ECLI: ECLI:NL:TADRARL:2022:289
Datum uitspraak: 14-11-2022
Datum publicatie: 16-11-2022
Zaaknummer(s): 21-846/AL/GLD
Onderwerp:
  • Wat een behoorlijk advocaat betaamt t.o. de wederpartij, subonderwerp: Vrijheid van handelen
  • Wat een behoorlijk advocaat betaamt t.o. de wederpartij, subonderwerp: Fouten
Beslissingen: Beslissing op verzet
Inhoudsindicatie: Verzetbeslissing. De voorzitter heeft bij de beoordeling de juiste maatstaf toegepast en rekening gehouden met alle relevante feiten en omstandigheden. Verzet ongegrond.

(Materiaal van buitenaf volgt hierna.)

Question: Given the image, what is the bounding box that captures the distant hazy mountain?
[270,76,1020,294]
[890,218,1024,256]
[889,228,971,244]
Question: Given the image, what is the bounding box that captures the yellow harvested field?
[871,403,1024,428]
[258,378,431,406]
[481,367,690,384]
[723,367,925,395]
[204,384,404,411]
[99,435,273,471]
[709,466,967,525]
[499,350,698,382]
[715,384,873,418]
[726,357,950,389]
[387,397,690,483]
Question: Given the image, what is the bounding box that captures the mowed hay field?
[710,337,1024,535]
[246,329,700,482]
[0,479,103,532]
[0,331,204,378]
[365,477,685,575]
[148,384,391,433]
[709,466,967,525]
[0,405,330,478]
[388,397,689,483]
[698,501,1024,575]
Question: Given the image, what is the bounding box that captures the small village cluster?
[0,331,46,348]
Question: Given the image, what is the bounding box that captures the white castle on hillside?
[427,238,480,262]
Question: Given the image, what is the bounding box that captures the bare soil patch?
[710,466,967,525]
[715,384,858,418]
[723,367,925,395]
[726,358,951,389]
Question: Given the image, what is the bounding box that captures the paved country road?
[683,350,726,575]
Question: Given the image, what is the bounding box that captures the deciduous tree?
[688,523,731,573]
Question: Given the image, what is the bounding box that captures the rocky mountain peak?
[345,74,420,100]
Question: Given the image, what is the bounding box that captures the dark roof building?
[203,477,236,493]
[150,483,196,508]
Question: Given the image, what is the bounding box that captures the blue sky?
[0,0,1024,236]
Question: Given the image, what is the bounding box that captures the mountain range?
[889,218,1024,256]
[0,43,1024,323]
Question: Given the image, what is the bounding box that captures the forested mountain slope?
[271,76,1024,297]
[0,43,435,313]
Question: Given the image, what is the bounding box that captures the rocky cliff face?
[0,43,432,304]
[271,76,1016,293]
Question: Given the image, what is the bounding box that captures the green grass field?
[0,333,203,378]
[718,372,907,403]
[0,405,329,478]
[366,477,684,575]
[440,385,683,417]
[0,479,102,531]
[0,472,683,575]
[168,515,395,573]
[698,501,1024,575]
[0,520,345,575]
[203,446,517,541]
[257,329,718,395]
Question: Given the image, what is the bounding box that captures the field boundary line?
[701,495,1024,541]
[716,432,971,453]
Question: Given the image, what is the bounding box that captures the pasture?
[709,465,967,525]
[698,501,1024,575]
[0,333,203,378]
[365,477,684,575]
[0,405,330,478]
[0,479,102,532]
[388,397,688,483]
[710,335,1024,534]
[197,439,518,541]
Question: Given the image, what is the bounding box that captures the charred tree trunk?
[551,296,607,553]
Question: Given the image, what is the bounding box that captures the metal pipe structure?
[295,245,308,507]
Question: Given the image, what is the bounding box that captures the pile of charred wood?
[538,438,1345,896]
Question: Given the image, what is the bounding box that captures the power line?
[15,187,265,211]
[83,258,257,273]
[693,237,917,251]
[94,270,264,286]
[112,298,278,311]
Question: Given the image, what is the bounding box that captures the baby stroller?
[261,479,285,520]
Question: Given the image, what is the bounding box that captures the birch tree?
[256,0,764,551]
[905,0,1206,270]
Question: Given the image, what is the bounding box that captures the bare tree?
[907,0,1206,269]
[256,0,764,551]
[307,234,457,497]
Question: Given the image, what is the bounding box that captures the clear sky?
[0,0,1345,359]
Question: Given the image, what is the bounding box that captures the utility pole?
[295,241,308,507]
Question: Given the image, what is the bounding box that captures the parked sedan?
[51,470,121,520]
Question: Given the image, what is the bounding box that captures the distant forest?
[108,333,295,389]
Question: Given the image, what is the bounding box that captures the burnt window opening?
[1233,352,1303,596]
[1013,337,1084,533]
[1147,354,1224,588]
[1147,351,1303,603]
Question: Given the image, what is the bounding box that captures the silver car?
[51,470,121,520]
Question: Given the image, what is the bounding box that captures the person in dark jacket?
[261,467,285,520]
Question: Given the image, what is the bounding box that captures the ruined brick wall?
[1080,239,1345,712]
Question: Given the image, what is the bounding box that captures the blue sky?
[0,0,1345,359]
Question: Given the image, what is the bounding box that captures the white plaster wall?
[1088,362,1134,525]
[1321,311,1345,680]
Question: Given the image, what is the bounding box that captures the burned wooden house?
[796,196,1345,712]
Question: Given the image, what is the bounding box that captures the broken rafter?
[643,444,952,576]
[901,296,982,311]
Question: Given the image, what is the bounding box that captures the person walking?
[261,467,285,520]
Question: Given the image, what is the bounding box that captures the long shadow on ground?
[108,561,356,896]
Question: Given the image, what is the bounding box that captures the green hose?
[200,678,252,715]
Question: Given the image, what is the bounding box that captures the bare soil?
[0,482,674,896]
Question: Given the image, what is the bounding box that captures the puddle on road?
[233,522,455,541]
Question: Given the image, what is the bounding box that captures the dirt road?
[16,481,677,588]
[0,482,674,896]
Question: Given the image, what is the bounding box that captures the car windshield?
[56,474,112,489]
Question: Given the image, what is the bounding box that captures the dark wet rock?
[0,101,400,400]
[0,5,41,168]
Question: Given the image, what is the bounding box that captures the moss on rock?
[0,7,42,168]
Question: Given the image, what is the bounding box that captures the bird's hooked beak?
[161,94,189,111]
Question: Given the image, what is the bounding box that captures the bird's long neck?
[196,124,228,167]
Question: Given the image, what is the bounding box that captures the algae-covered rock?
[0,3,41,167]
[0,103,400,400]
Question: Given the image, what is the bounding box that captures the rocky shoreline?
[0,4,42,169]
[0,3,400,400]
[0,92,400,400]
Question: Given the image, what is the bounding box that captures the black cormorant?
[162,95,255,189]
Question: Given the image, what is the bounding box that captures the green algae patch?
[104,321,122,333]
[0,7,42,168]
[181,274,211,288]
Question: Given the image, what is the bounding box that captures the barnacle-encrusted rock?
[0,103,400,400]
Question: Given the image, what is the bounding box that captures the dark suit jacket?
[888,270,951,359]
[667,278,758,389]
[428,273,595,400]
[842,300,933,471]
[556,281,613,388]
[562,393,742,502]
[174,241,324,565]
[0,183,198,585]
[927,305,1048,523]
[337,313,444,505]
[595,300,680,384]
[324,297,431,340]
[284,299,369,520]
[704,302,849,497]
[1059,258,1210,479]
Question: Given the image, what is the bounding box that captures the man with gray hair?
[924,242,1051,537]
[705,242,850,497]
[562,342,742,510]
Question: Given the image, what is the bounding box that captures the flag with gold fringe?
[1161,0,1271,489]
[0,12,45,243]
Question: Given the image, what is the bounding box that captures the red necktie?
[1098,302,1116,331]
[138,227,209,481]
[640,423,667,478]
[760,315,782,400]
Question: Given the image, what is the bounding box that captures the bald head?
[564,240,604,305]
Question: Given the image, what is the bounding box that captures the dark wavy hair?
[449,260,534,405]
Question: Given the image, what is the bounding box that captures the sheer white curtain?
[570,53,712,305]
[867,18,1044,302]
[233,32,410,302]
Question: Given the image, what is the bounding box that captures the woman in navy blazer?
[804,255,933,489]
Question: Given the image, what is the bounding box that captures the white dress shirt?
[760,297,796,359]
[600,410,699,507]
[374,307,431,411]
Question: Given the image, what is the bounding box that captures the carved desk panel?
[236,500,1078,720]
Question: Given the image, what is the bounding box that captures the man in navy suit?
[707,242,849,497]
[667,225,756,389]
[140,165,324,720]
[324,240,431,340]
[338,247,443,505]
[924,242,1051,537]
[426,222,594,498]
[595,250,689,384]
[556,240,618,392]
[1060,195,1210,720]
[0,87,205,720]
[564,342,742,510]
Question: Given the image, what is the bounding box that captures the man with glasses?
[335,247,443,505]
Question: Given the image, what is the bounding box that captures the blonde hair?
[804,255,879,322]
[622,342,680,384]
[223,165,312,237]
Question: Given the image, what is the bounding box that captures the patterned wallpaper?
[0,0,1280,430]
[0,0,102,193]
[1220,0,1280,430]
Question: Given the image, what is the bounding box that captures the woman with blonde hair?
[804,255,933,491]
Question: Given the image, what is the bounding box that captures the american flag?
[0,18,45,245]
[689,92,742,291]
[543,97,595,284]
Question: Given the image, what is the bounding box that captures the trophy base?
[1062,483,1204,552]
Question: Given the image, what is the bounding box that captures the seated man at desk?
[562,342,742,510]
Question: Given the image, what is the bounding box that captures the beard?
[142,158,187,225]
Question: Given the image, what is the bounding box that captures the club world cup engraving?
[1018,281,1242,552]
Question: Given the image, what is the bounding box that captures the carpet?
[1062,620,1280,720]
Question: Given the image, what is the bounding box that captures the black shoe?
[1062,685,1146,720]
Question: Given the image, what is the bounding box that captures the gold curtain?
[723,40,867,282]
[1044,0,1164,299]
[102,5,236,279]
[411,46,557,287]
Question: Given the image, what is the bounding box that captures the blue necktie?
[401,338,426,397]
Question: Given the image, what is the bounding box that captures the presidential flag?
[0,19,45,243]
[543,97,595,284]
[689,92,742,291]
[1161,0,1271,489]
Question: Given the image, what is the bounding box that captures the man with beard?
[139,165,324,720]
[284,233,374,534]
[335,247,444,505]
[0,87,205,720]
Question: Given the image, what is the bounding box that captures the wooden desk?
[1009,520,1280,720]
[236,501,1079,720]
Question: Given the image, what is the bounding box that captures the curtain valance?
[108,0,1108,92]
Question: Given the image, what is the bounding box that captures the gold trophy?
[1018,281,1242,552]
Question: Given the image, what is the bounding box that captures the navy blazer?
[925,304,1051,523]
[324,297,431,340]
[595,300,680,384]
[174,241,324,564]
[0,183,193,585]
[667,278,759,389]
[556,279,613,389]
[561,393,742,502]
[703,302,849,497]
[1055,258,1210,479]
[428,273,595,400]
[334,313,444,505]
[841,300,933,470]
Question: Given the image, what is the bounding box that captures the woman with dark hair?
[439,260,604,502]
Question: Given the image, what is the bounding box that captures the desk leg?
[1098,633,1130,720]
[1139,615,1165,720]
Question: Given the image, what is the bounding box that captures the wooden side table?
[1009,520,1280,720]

Beslissing van de Raad van Discipline in het ressort Arnhem-Leeuwarden van 14 november 2022
in de zaak 21-846/AL/GLD
naar aanleiding van het verzet tegen de beslissing van de plaatsvervangend voorzitter van de raad van discipline van 3 januari 2022 op de klacht van:

klaagster
over
verweerster

1 VERLOOP VAN DE PROCEDURE
1.1 Op 13 oktober 2020 heeft klaagster bij de deken van de Orde van Advocaten in het arrondissement Gelderland (hierna: de deken) een klacht ingediend over verweerster.
1.2 Op 20 oktober 2021 heeft de raad het klachtdossier met kenmerk K 20/143 van de deken ontvangen.
1.3 Bij beslissing van 3 januari 2022 heeft de plaatsvervangend voorzitter van de raad (hierna ook: de voorzitter) de klacht deels kennelijk niet-ontvankelijk en deels kennelijk ongegrond verklaard. Deze beslissing is op diezelfde datum verzonden aan partijen.
1.4 Op 15 januari 2022 heeft klaagster verzet ingesteld tegen de beslissing van de voorzitter. De raad heeft het verzetschrift op dezelfde datum ontvangen.
1.5 Het verzet is behandeld op de zitting van de raad van 12 september 2022. Daarbij waren klaagster en verweerster aanwezig.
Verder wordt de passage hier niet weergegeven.